Thanksgiving 2015: Eric and I decided to do something different this year. Instead of spending the weekend gorging ourselves, we had a quiet vegan thanksgiving dinner and then headed to George Washington National Forest for an easy 2 days of backpacking. Eric picked out the Duncan Knob Hike and we decided to combine this with a little out and back to Strickler Knob. Here’s what happened when Eric, Andrew, and I decided to opt outside.

Vegan Thanksgiving appetizers including lentil pate and a vegan cheese ball

Vegan Thanksgiving appetizers including lentil pate and a vegan cheese ball

Thanksgiving day was great. Eric went out for a long bike ride while I prepared some of our favorite vegan celebration foods. Highlights included lentil pate and beet wellington.

Felt like we had the whole forest to ourselves

Felt like we had the whole forest to ourselves

On Friday we slept in and had a lazy morning before driving about 2 hours to George Washington National Forest. We started at Crisman Hollow Road and began hiking the yellow blazed Scothorn Gap Trail. At the intersection, we veered right onto the orange blazed Massanutten Trail and stayed on that until we reached a great little backpacking site along a field. We set up camp while the sun went down.  We shared some laughs around the campfire before retiring for the night. The Duncan Knob loop is littered with great little backpacking sites. Each one seems better than the next. Some even have elaborate rock chairs built around the fire pit. Sites range from in an open field to along a cliff or next to a stream. You could go here dozens of times and camp at a different site each visit.

Sunrise along the ridge

Sunrise along the ridge

We woke up before sunrise to try to hike out to Strickler Knob to see the sun rise over the ridge line of the Shenandoah Range.

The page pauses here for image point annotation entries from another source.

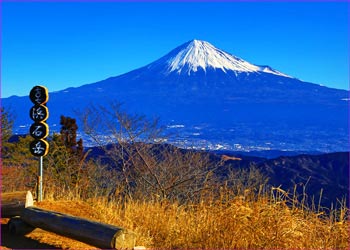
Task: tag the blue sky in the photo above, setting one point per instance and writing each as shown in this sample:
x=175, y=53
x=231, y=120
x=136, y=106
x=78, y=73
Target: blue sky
x=68, y=44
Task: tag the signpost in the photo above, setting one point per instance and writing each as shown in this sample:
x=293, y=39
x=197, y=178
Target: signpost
x=39, y=130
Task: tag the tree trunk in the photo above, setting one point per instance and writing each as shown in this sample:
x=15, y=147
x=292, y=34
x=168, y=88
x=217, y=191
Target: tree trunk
x=12, y=204
x=93, y=233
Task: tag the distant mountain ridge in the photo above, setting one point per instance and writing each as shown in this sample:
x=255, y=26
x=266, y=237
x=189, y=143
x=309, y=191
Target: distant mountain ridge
x=220, y=101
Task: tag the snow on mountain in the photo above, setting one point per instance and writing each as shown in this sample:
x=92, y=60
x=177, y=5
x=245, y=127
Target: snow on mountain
x=196, y=54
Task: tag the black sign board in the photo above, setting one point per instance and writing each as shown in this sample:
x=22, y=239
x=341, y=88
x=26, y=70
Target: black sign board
x=39, y=113
x=39, y=95
x=39, y=147
x=39, y=130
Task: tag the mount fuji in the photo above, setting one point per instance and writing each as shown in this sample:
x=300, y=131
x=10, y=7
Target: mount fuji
x=215, y=100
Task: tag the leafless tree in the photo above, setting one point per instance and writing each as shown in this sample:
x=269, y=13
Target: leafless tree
x=147, y=167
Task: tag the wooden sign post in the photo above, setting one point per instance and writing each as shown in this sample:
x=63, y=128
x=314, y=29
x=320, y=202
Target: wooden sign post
x=39, y=130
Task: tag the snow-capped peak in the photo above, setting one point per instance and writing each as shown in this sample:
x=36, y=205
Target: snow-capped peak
x=200, y=54
x=196, y=54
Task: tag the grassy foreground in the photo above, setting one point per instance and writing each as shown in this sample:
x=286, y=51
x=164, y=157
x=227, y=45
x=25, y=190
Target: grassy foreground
x=272, y=221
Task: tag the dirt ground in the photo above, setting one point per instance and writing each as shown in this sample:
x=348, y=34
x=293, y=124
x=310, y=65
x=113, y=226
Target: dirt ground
x=40, y=239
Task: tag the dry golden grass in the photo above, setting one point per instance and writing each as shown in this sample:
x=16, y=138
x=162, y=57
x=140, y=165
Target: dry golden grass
x=270, y=221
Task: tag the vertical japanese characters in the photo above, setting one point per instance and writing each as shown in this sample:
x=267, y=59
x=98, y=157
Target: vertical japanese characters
x=39, y=113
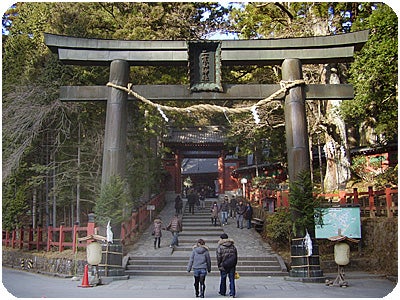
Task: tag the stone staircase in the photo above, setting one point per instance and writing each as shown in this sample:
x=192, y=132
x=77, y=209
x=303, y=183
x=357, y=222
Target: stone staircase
x=198, y=226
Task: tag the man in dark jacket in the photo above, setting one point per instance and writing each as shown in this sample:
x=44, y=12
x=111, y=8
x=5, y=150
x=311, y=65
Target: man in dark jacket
x=175, y=226
x=200, y=261
x=227, y=260
x=192, y=199
x=240, y=210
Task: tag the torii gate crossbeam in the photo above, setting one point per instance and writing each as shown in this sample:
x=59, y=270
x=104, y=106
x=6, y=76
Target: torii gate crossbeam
x=205, y=61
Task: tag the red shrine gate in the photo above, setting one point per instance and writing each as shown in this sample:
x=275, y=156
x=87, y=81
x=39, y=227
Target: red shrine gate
x=200, y=143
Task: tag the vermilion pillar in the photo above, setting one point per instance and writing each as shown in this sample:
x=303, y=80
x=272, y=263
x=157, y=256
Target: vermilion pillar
x=221, y=172
x=178, y=173
x=114, y=155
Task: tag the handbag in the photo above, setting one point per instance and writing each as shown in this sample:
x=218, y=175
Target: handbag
x=237, y=276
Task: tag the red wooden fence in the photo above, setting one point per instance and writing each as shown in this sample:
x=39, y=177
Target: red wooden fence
x=39, y=238
x=140, y=219
x=66, y=237
x=372, y=203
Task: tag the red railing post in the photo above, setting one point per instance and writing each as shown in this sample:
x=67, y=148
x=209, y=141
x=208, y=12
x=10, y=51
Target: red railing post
x=7, y=238
x=30, y=238
x=342, y=197
x=49, y=237
x=21, y=238
x=74, y=237
x=278, y=198
x=355, y=197
x=91, y=227
x=371, y=202
x=39, y=238
x=61, y=239
x=13, y=238
x=388, y=194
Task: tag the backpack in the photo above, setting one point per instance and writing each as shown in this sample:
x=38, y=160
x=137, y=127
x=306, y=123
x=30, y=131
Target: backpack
x=229, y=262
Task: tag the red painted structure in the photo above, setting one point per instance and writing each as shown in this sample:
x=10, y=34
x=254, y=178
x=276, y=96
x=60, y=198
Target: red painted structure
x=198, y=142
x=373, y=203
x=66, y=237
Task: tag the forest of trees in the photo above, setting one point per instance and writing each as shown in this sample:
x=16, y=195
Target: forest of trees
x=52, y=151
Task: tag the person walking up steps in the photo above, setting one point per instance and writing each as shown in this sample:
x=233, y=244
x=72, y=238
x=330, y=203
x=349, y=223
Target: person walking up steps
x=227, y=260
x=214, y=213
x=178, y=204
x=200, y=261
x=240, y=209
x=157, y=227
x=248, y=214
x=224, y=211
x=175, y=226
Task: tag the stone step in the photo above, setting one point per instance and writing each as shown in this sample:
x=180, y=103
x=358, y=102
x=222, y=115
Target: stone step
x=247, y=266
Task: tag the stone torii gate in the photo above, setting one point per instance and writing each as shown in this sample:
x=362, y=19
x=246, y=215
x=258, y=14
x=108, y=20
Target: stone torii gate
x=205, y=59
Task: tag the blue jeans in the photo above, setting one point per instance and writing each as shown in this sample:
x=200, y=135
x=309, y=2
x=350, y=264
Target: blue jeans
x=239, y=220
x=175, y=235
x=224, y=217
x=222, y=285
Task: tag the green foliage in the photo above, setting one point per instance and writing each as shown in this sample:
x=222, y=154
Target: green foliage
x=14, y=204
x=374, y=75
x=380, y=178
x=303, y=204
x=112, y=202
x=279, y=227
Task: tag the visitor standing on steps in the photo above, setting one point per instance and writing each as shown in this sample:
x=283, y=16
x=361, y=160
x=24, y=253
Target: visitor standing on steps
x=224, y=211
x=175, y=226
x=248, y=214
x=227, y=261
x=157, y=227
x=178, y=204
x=240, y=209
x=232, y=207
x=200, y=261
x=214, y=213
x=192, y=199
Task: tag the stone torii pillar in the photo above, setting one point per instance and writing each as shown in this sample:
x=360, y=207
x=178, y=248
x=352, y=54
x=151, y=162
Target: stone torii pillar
x=295, y=120
x=114, y=155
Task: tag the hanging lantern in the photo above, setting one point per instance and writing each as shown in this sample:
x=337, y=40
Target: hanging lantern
x=93, y=253
x=342, y=254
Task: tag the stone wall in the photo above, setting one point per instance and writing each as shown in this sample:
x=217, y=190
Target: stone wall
x=379, y=241
x=59, y=265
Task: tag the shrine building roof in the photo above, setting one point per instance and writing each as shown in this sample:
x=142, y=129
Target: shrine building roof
x=205, y=135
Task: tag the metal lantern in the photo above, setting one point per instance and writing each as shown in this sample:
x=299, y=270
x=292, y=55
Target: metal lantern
x=342, y=254
x=93, y=253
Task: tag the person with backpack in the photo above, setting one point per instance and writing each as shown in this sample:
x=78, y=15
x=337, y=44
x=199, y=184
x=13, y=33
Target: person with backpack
x=200, y=261
x=227, y=261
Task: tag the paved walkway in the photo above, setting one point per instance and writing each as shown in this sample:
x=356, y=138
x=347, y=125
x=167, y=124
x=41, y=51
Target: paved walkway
x=247, y=241
x=361, y=285
x=31, y=285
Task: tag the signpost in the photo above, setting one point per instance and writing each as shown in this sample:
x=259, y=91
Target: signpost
x=151, y=208
x=343, y=221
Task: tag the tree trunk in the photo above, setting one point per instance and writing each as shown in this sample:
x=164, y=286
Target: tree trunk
x=336, y=148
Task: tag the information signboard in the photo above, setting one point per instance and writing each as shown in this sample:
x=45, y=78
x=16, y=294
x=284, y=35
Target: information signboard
x=335, y=221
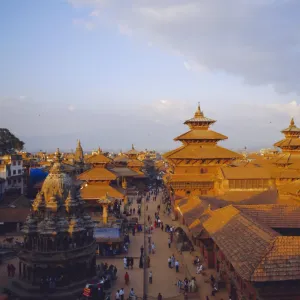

We continued along the Massanutten Trail until we reached the unofficial trail out to Strickler Knob. It  is technically a bushwhack, but it is pretty well marked with pink and red tape. There are some difficult rock scrambles to get out to the end, but the view is well worth the effort. There are many campsites along this unofficial trail right along the cliff-side.

We made it!

We made it!

Taking in the view

Taking in the view

Next, we backtracked to get back to the Massanutten Trail. We walked down into the valley before climbing back up to get to the blue blazed Gap Creek Trail. We stopped at a few campsites to snack along the way and we also saw a bear cub in the trees! Thankfully we did not encounter Mommy Bear.

The scramble to Duncan Knob

The scramble to Duncan Knob

To get to Duncan Knob, we took a right onto the white blazed trail off of the blue blazed Gap Creek Trail. This leads you 0.3 miles up a boulder field to get to the view point. It is somewhat difficult to follow the blazes in the scramble, but as long as you stay along the ridge line you should be able to pick it back up again. The campsites along the white blazed trail were some of the most elaborate ones along the whole loop. Next time, I’d like to stay at one of these.

View from Duncan Knob

View from Duncan Knob

Duncan Knob provides another great view. Although, we all agreed that we enjoyed Strickler Knob a bit more. From Duncan Knob, we headed back along the yellow blazed Scothorn Gap Trail to our car parked at Crisman Hollow Road. This whole loop is only about 12 miles so it is great for an overnight beginner trip. We only saw one possible water source along the trail, so I recommend just carrying all of the water that you think you will need. You can also keep water in the car ready for when you get back. We saw virtually no one else on the trail the entire trip in late November, but I imagine that this loop can get pretty busy in the summer months. The trail offers some challenging climbs, descents, and rock scrambles, but the highlight of this loop is definitely the view. What are you waiting for? Get outside!